Cacochipi se convenció de que, como le había dicho Arizmendi, era un estúpido y de que además estaba enamorado. Estos dos convencimientos le impulsaron a mudarse de traje, a cortarse el pelo, a ponerse una boina nueva y a no permitir que nadie le llamara Cracasch.

—Oye, Cracasch—le decía alguno en la calle.

—¡Hombre! Creo que me has llamado Cracasch—decía él.

—Sí, ¿y qué?

—Que no quiero que me vuelvas a llamar así.

—Pero hombre, Cracasch…

—Toma—y Joshé empezaba a puñetazos y a golpes.

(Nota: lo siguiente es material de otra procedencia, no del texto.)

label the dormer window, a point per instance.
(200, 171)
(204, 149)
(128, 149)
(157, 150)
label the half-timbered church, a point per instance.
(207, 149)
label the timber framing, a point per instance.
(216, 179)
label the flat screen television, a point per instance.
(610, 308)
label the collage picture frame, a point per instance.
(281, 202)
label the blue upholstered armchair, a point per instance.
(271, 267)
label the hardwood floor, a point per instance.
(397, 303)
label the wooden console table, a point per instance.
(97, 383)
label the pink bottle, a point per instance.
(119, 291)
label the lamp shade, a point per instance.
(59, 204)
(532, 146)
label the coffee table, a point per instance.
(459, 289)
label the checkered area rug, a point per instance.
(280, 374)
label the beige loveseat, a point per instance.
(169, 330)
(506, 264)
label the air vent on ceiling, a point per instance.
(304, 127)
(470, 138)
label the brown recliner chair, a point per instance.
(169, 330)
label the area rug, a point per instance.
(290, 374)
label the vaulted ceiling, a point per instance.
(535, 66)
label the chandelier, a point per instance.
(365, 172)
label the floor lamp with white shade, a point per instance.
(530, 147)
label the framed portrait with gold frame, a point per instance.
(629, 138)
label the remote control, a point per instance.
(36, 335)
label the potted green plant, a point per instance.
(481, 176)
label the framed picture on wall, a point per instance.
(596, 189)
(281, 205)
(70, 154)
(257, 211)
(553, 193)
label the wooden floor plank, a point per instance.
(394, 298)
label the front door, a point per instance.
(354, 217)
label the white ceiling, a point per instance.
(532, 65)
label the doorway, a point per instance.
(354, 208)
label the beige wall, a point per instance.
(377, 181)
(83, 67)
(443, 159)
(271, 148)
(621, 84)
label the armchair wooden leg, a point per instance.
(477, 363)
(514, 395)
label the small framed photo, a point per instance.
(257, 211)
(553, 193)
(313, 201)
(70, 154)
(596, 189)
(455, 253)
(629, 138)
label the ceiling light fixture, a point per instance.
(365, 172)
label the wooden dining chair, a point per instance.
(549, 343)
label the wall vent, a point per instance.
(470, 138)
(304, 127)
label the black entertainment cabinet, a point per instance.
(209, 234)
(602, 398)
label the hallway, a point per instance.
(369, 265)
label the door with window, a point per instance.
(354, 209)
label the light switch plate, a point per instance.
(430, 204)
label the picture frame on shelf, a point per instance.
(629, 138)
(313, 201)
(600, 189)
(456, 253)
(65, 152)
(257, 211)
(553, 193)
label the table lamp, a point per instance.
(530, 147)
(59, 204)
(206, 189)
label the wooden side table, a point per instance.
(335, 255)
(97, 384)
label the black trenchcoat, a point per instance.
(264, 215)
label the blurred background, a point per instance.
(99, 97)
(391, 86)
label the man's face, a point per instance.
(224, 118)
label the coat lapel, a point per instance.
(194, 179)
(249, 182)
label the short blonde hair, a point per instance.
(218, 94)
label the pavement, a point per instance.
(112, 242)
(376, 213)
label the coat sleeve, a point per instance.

En poco tiempo Joshé borró su apodo de Cracasch. La Celedonia Arizmendi había notado la transformación de Joshé y sabía la parte que en este cambio le correspondía a ella. Joshé veía que la muchacha le miraba con buenos ojos; pero era tan tímido que nunca se hubiera atrevido a decirle nada.

Llevaban sus amores el camino de pasar a la historia sin llegar al primer capítulo, cuando el hijo de un boticario se encargó de darles una solución.

Quería burlarse de Joshé y escribió una carta de amor grotesca a la hija de Arizmendi, firmando Joshé Cracasch.